Finite Element Analysis of porously punched prosthetic short stem virtually designed for simulative uncemented Hip Arthroplasty

Matthew Jian-Qiao Peng, Hai-Yan Chen, Yong Hu, XiangYang Ju & Bo Bai
Hip

Background

There is no universal hip implant suitably fills all femoral types, whether prostheses of porous short-stem suitable for Hip Arthroplasty is to be measured scientifically.

Methods

Ten specimens of femurs scanned by CT were input onto Mimics to rebuild 3D models; their *stl format dataset were imported into Geomagic-Studio for simulative osteotomy; the generated *.igs dataset were interacted by UG to fit solid models; the prosthesis were obtained by the same way from patients, and bored by punching bears designed by Pro-E virtually; cements between femora and prosthesis were extracted by deleting prosthesis; in HyperMesh, all compartments were assembled onto four artificial joint style as: (a) cemented long-stem prosthesis; (b) porous long-stem prosthesis; (c) cemented short-stem prosthesis; (d) porous short-stem prosthesis.

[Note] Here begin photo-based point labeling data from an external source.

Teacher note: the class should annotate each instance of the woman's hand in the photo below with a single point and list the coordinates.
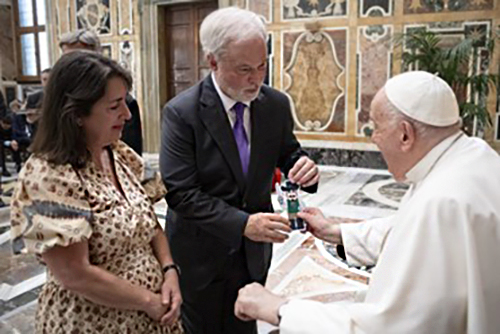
(155, 308)
(171, 297)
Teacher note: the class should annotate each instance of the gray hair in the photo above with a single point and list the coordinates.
(423, 130)
(87, 37)
(227, 25)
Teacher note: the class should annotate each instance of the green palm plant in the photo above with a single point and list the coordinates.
(426, 51)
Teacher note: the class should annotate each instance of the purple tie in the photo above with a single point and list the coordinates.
(241, 136)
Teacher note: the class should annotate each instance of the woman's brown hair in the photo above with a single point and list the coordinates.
(77, 81)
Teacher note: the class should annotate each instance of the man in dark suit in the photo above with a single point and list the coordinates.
(221, 141)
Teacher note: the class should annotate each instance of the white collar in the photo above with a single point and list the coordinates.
(418, 172)
(227, 102)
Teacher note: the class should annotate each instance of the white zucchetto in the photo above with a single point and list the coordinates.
(424, 97)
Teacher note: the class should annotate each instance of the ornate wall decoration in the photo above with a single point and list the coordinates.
(126, 59)
(270, 61)
(433, 6)
(263, 8)
(94, 15)
(107, 50)
(306, 9)
(314, 77)
(374, 62)
(375, 8)
(125, 17)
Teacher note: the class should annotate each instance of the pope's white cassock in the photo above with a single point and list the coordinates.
(438, 270)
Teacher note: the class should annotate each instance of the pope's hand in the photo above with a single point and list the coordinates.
(267, 227)
(320, 226)
(304, 173)
(256, 303)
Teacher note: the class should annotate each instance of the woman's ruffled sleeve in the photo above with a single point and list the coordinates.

Then, these numerical models of Finite Element Analysis were exported to AnSys for numerical solution.

Results

Observed whatever from femur or prosthesis or combinational femora-prostheses, “Kruskal-Wallis” value p > 0.05 demonstrates that displacement of (d) ≈ (a) ≈ (b) ≈ (c) shows nothing different significantly by comparison with 600 N load. If stresses are tested upon prosthesis, (d) ≈ (a) ≈ (b) ≈ (c) is also displayed; if upon femora, (d) ≈ (a) ≈ (b) < (c) is suggested; if upon integral joint, (d) ≈ (a) < (b) < (c) is presented.

Conclusions

Mechanically, these four sorts of artificial joint replacement are stabilized in quantity. Cemented short-stem prostheses present the biggest stress, while porous short-stem & cemented long-stem designs are equivalently better than porous long-stem prostheses and alternatives for femoral-head replacement. The preferred design of those two depends on clinical conditions. The cemented long-stem is favorable for inactive elders with osteoporosis, and porously punched cementless short-stem design is suitable for patients with osteoporosis, while the porously punched cementless short-stem is favorable for those with a cement allergy. Clinically, the strength of this study is to enable preoperative strategy to provide acute correction and decrease procedure time.